Picado por la curiosidad, el Emperador hace venir al tal Ma a la capital y le ordena que se presente en las cuadras imperiales y seleccione la mejor montura entre los centenares, miles, de caballos que posee. El Emperador es un tirano violento, caprichoso e imprevisible. Para Ma (sus facciones, su cuerpo y su indumentaria recuerdan poderosamente a los del Viejo Observador de los excrementos del panda), el menor error sería fatal. Se presenta en las cuadras, examina los caballos y elige uno sin dudar.
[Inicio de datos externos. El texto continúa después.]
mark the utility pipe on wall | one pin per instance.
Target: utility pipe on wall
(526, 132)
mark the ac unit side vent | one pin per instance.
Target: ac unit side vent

Cuando comunica su elección al Emperador, éste y toda su corte sueltan la carcajada: el animal en cuestión no sólo carece del famoso mechón de pelo blanco en la frente, signo clásico de la pureza de sangre y de la nobleza de la raza, sino que además es un jamelgo escuálido, oscuro y feo. El Emperador convoca a Bei Le y le dice:

—¿Cómo te has atrevido a engañarme, a mí, el soberano supremo del país? Tu crimen merece la muerte. El hombre que has recomendado ni siquiera sabe distinguir entre un penco y un semental.

Antes de ser ejecutado, el viejo Bei Le solicita ver el animal elegido por Ma. Cuando lo llevan ante él, suelta un profundo suspiro.

—Ma es realmente un genio. Yo no le llego a la suela de los zapatos —le dice al Emperador.

En efecto, dos años más tarde, muerto el tirano durante un alzamiento popular, su sucesor elige el jamelgo como montura y comprueba que es la más veloz del país, capaz de recorrer mil lis
[3]
al día, como el caballo alado de la leyenda.

Muo se despierta en el instante en que comprende que el Emperador no es otro que el juez Di; Bei Le, el yerno del alcalde, y Ma —el mayor experto en caballos de todos los tiempos—, el Viejo Observador de los excrementos del panda. El nuevo Emperador, rodeado de guardias con armadura, deja caer su disfraz y su falsa barba y resulta ser el propio Muo; el caballo alado, oculto bajo la piel del jamelgo, se confunde con la radiografía de la tibia fracturada.